5. Evaluate accuracy of TensorRT engine

Run evaluation script:

$ cd /workspace/BEVFormer_tensorrt
$ python tools/bevformer/evaluate_trt.py \
         configs/bevformer/plugin/bevformer_tiny_trt_p2.py \
         /mnt/models/bevformer_tiny_epoch_24_cp2_op13_post_simp.quant.engine \
         --trt_plugins=$PLUGIN_PATH

Results

System: NVIDIA A40 GPU, TensorRT 10.3.0.26.
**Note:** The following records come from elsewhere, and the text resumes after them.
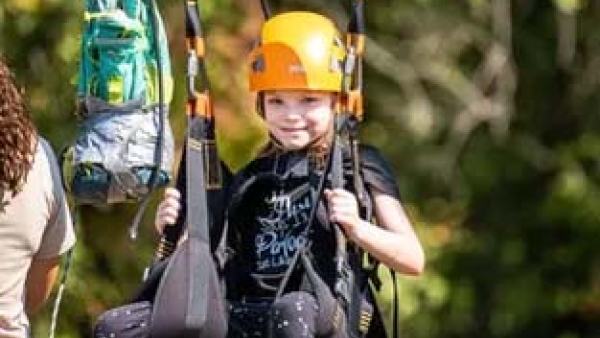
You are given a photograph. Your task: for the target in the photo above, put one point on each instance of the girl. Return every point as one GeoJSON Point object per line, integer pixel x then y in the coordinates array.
{"type": "Point", "coordinates": [296, 70]}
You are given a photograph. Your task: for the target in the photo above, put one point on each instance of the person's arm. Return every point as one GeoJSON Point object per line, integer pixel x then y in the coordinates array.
{"type": "Point", "coordinates": [40, 280]}
{"type": "Point", "coordinates": [394, 242]}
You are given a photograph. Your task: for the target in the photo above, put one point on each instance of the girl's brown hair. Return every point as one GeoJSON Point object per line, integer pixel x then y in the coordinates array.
{"type": "Point", "coordinates": [18, 136]}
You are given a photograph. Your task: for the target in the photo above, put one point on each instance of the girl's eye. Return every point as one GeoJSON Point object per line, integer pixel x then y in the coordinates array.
{"type": "Point", "coordinates": [274, 101]}
{"type": "Point", "coordinates": [310, 99]}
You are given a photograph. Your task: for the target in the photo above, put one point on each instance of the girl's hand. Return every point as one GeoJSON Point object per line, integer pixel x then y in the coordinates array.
{"type": "Point", "coordinates": [168, 209]}
{"type": "Point", "coordinates": [343, 210]}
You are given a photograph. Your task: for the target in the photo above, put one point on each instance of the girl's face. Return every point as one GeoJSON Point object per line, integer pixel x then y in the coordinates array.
{"type": "Point", "coordinates": [296, 118]}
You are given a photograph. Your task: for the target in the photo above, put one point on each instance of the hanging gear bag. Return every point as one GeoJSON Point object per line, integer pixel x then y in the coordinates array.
{"type": "Point", "coordinates": [124, 146]}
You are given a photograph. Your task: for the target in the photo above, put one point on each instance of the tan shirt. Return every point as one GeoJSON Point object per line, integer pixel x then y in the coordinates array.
{"type": "Point", "coordinates": [33, 224]}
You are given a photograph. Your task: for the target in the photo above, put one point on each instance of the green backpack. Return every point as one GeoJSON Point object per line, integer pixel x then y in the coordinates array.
{"type": "Point", "coordinates": [124, 147]}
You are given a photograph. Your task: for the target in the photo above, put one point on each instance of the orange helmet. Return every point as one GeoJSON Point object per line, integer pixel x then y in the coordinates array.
{"type": "Point", "coordinates": [298, 50]}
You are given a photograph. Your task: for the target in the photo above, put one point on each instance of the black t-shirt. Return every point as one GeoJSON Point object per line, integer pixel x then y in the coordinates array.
{"type": "Point", "coordinates": [269, 212]}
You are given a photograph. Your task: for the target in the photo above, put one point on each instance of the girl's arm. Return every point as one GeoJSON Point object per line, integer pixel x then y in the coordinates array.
{"type": "Point", "coordinates": [394, 242]}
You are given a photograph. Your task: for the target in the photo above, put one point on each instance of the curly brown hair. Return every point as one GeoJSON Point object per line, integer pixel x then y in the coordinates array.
{"type": "Point", "coordinates": [18, 136]}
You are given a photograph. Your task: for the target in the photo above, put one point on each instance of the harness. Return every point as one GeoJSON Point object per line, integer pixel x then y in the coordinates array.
{"type": "Point", "coordinates": [344, 277]}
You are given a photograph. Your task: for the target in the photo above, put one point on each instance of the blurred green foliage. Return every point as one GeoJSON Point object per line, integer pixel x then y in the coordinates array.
{"type": "Point", "coordinates": [489, 111]}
BEVFormer tiny with FP16 plugins with nv_half2 (bevformer_tiny_epoch_24_cp2_op13_post_simp.onnx):

Precision GPU Compute Time (median, ms) Accuracy (NDS / mAP)
FP32 18.82 NDS: 0.354, mAP: 0.252
FP16 9.36 NDS: 0.354, mAP: 0.251
BEST (TensorRT PTQ - Implicit Quantization) 6.20 NDS: 0.353, mAP: 0.250
QDQ_BEST (ModelOpt PTQ - Explicit Quantization) 6.02 NDS: 0.352, mAP: 0.251

BEVFormer tiny with FP16 plugins with nv_half (bevformer_tiny_epoch_24_cp_op13_post_simp.onnx):

Precision GPU Compute Time (median, ms) Accuracy (NDS / mAP)
FP32 18.80 NDS: 0.354, mAP: 0.252
FP16 9.81 NDS: 0.354, mAP: 0.251
BEST (TensorRT PTQ - Implicit Quantization) 6.73 NDS: 0.353, mAP: 0.250
QDQ_BEST (ModelOpt PTQ - Explicit Quantization) 6.54 NDS: 0.353, mAP: 0.251

Steps to reproduce

To reproduce the results, run:

  1. ./deploy_trt.sh to build/save the TensorRT engine and obtain the runtime;
  2. ./evaluate_trt.sh to evaluate the TensorRT engine's accuracy.